Recently the Australian Securities Exchange (ASX) bought a $15 million stake in Digital Asset Holdings, a developer of blockchain technology. One of the main reasons is to upgrade its share registry system by using blockchain or distributed ledger technology.
And it’s been reported that JP Morgan Chase is also partnering with Digital Asset Holdings to trial the technology.
What is blockchain/distributed ledger technology?
Put simply, blockchain technology is a method of recording and confirming transactions where instead of a centralised platform, participants each hold a complete record of transactions through peer to peer verification of transactions. This means there is no central recording system, rather each participant keeps a record of all transactions ever made. This is the same system which allows Bitcoin to operate with no central body.
How would blockchain technology be adopted at the ASX?
Instead of the ASX clearing house settling trades, trades will be settled by participants confirming transactions through the peer to peer network. The network (likely made up of brokers) will record the buyer and selling participants, the number of shares traded, price of shares, time of exchange and the exchange of funds. The ASX will still provide a centralised electronic exchange for participants to place orders, only the settlement or back office function will be sourced to the network.
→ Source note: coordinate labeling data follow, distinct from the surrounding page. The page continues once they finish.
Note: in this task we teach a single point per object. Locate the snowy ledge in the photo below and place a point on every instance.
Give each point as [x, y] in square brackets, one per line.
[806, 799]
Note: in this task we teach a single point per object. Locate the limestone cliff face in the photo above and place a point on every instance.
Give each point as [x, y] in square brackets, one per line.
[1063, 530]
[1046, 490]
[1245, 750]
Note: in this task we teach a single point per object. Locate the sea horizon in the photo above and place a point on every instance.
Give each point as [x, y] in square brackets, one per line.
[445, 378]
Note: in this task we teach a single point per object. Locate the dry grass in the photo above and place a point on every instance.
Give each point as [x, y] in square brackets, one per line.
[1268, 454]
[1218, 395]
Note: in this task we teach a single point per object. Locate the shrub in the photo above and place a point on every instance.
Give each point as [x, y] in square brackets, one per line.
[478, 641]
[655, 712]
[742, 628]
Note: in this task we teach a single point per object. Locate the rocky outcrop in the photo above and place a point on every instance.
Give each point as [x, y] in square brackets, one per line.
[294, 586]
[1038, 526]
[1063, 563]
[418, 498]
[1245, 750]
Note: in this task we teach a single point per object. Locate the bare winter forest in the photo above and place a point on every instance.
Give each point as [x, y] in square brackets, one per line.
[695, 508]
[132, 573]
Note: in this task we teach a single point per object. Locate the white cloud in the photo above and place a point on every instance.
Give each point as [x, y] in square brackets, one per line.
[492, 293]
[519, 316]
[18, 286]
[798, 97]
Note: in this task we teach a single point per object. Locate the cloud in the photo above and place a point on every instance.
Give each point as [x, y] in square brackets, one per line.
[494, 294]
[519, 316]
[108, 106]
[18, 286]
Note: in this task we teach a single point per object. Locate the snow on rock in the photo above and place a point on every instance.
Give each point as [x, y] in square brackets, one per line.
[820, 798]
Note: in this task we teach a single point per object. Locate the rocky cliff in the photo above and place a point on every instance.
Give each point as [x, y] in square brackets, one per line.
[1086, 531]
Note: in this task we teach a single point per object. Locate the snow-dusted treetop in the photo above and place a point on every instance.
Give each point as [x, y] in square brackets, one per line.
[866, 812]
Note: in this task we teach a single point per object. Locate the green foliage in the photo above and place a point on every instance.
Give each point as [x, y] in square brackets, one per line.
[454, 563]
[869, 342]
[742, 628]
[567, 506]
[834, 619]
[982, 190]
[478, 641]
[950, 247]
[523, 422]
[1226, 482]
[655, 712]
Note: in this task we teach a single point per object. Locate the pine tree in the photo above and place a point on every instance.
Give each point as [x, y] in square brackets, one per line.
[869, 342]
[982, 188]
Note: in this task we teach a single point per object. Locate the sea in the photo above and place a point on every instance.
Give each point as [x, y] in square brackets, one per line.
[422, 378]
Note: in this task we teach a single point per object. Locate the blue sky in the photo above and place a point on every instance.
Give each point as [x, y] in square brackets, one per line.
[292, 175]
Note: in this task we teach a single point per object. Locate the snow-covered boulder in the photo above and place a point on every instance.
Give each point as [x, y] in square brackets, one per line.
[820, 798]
Blockchain has great potential to cut inefficiencies in the share settlement function. As trades are settled by peer confirmation, there is no need for a clearing house, auditors to verify trades and custodians to ensure a fund has the shares they say they hold. Essentially this is cutting out the middleman in the back office which means less costs in record keeping and in turn less costs to trading on the ASX. Given the high costs in getting a third party to audit, record keep and/or verify trades these costs are substantial.
The peer confirmation of trades also means settlement can be almost instantaneous. Compare this to the current settlement period of three working days (‘T+3’) as the ASX needs to make sure the participants have the money and shares on hand to exchange. This would make shares a far more liquid investment – almost as good as having cash on hand. Higher liquidity means more investment into ASX shares.
As all participants have the full record of transactions and therefore holdings of investors there is complete transparency in the equity market. This makes it almost impossible to falsify transactions or to alter prior transactions. If a false trade occurs, participants will find inconsistencies in their full ledger and reject the trade. For example an investor would be unable to sell stock that they did not own as all participants would know exactly how much stock the investor owns now.
First, implementing a clearing system using blockchain will introduce a new type of fee. In the Bitcoin blockchain, miners process Bitcoin transactions by solving optimisation problems and get rewarded by newly created Bitcoins and settlement fees offered by Bitcoin users who wish to have their transactions processed.
Miners prioritise the order of transactions to be cleared based on the fees offered and the difficulty of the problems to record the transaction in a block. This is what allows a blockchain to have no centralised clearing house.
Read more: ASX wants its own blockchain
If the ASX blockchain requires investors to include transaction fees in order for their transactions to be cleared, then the ASX is transferring the cost of maintaining the back office to the investors. If this is to happen, investors will have to compete against each other to have their transactions cleared faster than those of others. Alternatively, if the new system doesn’t allow such fees and relies on brokers or other entities to clear the transactions, then the ASX is again transferring the cost of maintaining back office to those entities.
The second concern is increased transparency. Under the proposed trading system, most of positions of the market participants could be exposed to the public as the trading ID can be identified. This could disadvantage many investors such as super, managed and hedge funds. For example, a super fund typically sells a large position on a gradual basis for a prolonged time period.
In this process, it is critical not to be noticed by other traders who may take advantage of such large-scale sales. With complete transparency such as in blockchain, such a sell-off could not be applied effectively. Potentially this may make investors leave the ASX and seek more opaque venues to trade such as dark pools.
Will it work?
Read more: What makes ‘smart contracts’ smart?
Clearly a direct adoption of blockchain from Bitcoin technology would not be viable for the ASX. If the ASX is able to adopt blockchain technology and address privacy, security and trade transparency concerns then this would yield great cost savings to investors.